Rumi shrugged. “Whatever. I'm going to sit with some friends for the second half,” she said. “See you guys.”
“You know,” Andie said, looking to her brother, “I really wanted to say a few words at Mom's funeral. I know we weren't always close, especially after I left Oliver's Well, but I would have welcomed the opportunity to honor her by speaking publicly about her life. She really was extraordinary in some ways.”
“She was extraordinary in all ways,” Daniel said with some heat, “and you could have honored her more if you'd shown up when she was dying, or even as soon as you were given the news that she had passed. Why didn't you come back to help me with the details, the church and the undertakers?”
“Danny,” Andie said patiently and quietly, “you know I was in Vietnam. I couldn't get back immediately. It cost me a small fortune to get back as quickly as I did.”
“The point is that
I
was the one on the scene,” he went on. “It was my right to give Mom's eulogy and I did. What's done is done. Emma was fine with my decision. Why can't you be?”

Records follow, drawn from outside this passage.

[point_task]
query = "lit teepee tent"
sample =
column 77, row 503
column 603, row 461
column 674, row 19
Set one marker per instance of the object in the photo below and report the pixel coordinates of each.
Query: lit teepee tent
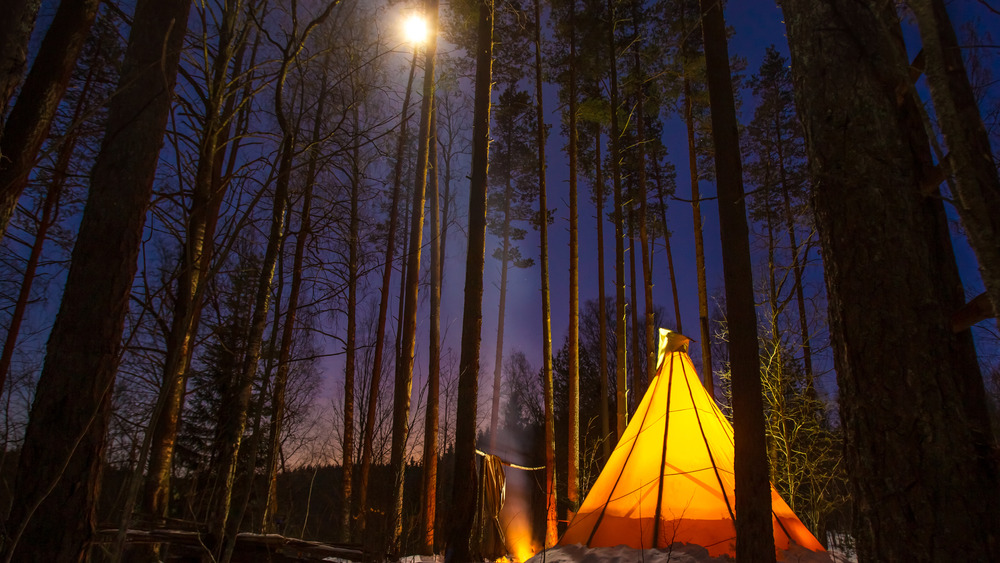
column 670, row 478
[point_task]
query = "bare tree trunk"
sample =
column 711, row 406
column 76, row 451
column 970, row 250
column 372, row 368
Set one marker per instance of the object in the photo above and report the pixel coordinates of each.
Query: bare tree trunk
column 636, row 387
column 237, row 400
column 434, row 353
column 208, row 192
column 919, row 449
column 404, row 366
column 551, row 520
column 754, row 534
column 647, row 270
column 602, row 321
column 30, row 119
column 347, row 463
column 798, row 268
column 970, row 157
column 573, row 338
column 280, row 385
column 49, row 210
column 699, row 246
column 670, row 254
column 383, row 308
column 15, row 32
column 616, row 179
column 59, row 471
column 464, row 493
column 502, row 314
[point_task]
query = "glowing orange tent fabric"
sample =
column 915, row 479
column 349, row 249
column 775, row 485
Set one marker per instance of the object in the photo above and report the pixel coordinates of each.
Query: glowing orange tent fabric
column 670, row 478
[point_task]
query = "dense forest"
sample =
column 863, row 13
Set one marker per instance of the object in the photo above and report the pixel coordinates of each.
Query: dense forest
column 290, row 267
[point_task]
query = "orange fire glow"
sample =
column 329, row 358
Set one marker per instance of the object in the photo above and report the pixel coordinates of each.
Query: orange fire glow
column 519, row 542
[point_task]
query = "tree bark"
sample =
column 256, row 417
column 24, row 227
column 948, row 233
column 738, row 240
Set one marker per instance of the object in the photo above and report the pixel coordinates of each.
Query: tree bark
column 551, row 519
column 383, row 308
column 15, row 32
column 919, row 449
column 573, row 338
column 208, row 192
column 699, row 238
column 49, row 210
column 754, row 534
column 970, row 157
column 434, row 352
column 616, row 180
column 647, row 270
column 666, row 245
column 502, row 313
column 30, row 119
column 59, row 471
column 602, row 321
column 404, row 366
column 464, row 493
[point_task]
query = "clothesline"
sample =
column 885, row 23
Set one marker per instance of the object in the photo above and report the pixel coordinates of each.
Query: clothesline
column 509, row 464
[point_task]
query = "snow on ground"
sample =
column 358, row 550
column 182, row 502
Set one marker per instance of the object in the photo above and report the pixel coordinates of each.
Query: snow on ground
column 679, row 553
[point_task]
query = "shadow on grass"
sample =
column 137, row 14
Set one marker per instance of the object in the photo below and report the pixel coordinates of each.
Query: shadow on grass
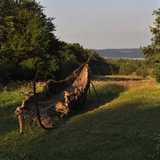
column 128, row 132
column 105, row 94
column 117, row 78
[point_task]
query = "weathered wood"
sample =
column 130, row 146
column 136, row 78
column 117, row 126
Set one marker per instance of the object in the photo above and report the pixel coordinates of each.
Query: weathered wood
column 57, row 97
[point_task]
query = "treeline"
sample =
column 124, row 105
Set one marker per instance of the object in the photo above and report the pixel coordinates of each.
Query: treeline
column 130, row 67
column 28, row 45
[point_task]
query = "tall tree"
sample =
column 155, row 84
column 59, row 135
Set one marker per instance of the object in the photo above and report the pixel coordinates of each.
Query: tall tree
column 26, row 34
column 152, row 51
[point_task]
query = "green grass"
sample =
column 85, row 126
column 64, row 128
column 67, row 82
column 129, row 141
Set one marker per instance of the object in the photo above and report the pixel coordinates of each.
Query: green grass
column 122, row 125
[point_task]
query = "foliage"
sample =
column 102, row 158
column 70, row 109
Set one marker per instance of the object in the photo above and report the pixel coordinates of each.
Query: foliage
column 128, row 67
column 26, row 35
column 152, row 51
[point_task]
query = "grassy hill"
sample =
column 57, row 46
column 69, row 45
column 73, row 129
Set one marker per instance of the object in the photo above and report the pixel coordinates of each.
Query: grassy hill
column 122, row 125
column 133, row 53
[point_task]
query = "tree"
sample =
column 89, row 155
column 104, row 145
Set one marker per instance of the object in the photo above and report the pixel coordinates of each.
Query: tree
column 152, row 51
column 26, row 34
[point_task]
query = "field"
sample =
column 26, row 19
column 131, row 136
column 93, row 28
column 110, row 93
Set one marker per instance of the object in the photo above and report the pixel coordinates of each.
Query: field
column 121, row 124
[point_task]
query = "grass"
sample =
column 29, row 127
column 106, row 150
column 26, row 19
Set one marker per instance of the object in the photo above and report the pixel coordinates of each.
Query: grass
column 122, row 125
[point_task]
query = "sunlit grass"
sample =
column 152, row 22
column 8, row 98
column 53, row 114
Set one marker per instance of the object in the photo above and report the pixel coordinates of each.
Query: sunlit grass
column 123, row 125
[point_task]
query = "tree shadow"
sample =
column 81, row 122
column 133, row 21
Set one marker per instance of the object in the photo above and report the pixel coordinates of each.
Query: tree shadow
column 105, row 94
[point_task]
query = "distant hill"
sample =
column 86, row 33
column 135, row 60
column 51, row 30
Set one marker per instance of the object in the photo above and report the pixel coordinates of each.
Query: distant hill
column 121, row 53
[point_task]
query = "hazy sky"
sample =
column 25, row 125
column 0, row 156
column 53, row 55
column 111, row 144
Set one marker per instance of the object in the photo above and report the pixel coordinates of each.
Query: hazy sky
column 103, row 23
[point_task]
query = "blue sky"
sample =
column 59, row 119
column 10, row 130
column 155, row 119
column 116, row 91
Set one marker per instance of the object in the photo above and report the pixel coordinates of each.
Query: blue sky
column 103, row 23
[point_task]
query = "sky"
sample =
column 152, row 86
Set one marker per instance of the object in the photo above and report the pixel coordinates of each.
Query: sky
column 100, row 24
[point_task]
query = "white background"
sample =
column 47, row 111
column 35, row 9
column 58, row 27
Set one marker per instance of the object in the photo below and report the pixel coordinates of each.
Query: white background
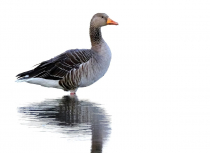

Andie wondered if her sister was indeed fine with Daniel's usurpation of rights. Well, usurpation was too strong a word. Still, when Andie had suggested that all three siblings might say a few words at Caro's funeral her brother had rejected the idea out of hand.
Leave the past where it belongs,
Andie told herself.
In the past.
She shouldn't have brought up an old grievance. Daniel could be self-righteous at times (if not in Bob's opinion, then in hers), but he was also always the one willing to do the dirty work, and that counted for something. It counted for a lot.
Andie looked at her brother's face, now set in a grim, joyless expression, and felt sorrowful.
Oh, Danny,
she thought, drawing again on the wisdom of the Buddha,
you will not be punished for your anger, you will be punished by it.
“You did a good job, Danny,” she said. “Keeping Mom happy and safe.”
Daniel stuck his hands into the pockets of his pants. “Thanks,” he said shortly.
“Come on. The choir is filing back into the church. We need to take our seats.”